WAL-MART AS RED HERRING
August 30, 2006
Pretending to nationalize Wal-Mart is a useful thought exercise. It shows why Wal-Mart as a government agency would actually provide fewer public benefits than it would as a grubby, profit-seeking colossus. The company's incentives would shift. Instead of trying to lower costs, improve efficiency and raise its profits, it would focus on pleasing its political patrons and complying with their demands, says columnist Robert J. Samuelson.
Wal-Mart would deliver more political benefits to favored constituencies -- workers, suppliers, competitors -- and fewer to the public. Retail prices would be the biggest casualty. Scholarly studies show Wal-Mart's price reductions to be sizable:
- Economist Emek Basker of the University of Missouri found long-term reductions of 7 to 13 percent on items such as toothpaste, shampoo and detergent.

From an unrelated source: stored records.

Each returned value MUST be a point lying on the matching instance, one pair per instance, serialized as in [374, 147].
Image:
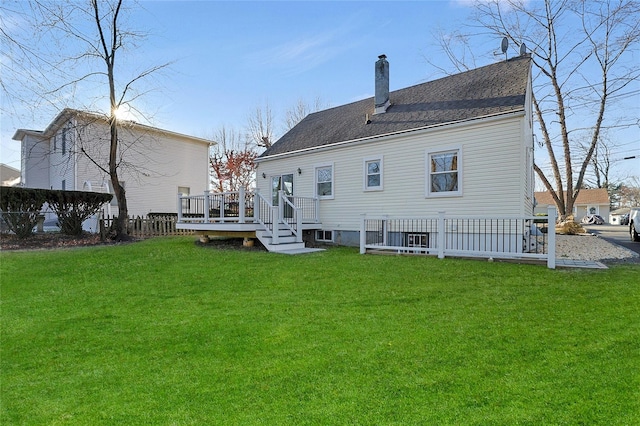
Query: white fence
[530, 237]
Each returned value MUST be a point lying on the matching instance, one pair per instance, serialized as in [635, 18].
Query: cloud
[306, 52]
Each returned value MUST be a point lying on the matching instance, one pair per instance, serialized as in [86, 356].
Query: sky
[231, 57]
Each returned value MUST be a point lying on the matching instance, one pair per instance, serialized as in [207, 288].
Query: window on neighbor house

- On food, Wal-Mart produces consumer savings that average 20 percent, estimate Jerry Hausman of the Massachusetts Institute of Technology and Ephraim Leibtag of the Agriculture Department.

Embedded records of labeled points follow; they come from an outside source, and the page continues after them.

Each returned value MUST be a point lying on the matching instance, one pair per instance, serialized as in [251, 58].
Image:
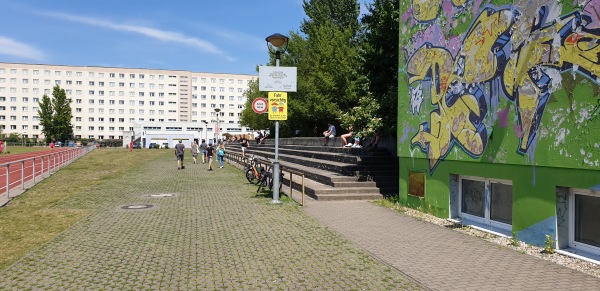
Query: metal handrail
[239, 160]
[41, 166]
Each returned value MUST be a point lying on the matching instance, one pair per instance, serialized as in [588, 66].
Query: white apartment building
[109, 101]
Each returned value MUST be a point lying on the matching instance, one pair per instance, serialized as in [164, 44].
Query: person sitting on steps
[329, 133]
[259, 136]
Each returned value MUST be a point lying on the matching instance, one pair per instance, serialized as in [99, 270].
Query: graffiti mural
[509, 55]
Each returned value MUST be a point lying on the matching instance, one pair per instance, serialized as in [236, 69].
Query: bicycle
[267, 179]
[253, 171]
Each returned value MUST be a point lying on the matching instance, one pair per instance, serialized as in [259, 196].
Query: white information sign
[277, 79]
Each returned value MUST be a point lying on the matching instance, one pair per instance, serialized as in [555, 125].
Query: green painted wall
[499, 89]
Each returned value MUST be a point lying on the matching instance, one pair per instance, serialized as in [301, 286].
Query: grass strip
[30, 219]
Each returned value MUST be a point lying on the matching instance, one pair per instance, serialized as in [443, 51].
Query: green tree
[46, 115]
[55, 115]
[380, 58]
[363, 117]
[326, 52]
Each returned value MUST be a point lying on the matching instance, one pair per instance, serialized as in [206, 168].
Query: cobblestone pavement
[442, 259]
[213, 233]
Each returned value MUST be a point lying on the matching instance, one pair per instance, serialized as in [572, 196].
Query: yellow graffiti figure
[526, 79]
[428, 10]
[460, 110]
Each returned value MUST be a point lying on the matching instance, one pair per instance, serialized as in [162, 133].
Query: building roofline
[125, 68]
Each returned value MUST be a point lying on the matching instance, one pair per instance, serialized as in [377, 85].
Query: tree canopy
[347, 69]
[55, 115]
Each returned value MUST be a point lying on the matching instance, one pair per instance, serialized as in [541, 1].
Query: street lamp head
[277, 40]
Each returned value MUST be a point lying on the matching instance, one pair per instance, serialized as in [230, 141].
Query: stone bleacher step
[320, 191]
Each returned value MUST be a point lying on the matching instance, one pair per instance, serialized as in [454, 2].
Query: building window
[486, 201]
[582, 222]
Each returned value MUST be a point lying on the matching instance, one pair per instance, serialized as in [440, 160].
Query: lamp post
[217, 130]
[278, 41]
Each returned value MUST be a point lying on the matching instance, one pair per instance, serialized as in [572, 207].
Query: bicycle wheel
[280, 184]
[251, 177]
[263, 182]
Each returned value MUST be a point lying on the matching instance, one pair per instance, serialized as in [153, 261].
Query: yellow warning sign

All told, these cuts have significantly raised living standards. How much is unclear, says Samuelson:
- A study by the economic consulting firm Global Insight found that from 1985 to 2004, Wal-Mart's expansion lowered the consumer price index by a cumulative 3.1 percent from what it would have been.
- That produced savings of $263 billion in 2004, equal to $2,329 for each U.S. household.
- Because Wal-Mart financed this study, its results have been criticized as too high, but even if price savings are only half as much ($132 billion and $1,165 per household), they'd dwarf the benefits of all but the biggest government programs.
No company should be above public scrutiny. But much of the political criticism of Wal-Mart is shallow and, if followed, undesirable. Wal-Mart doesn't pay high wages and benefits mainly because it's in an industry (retailing) where those are rare.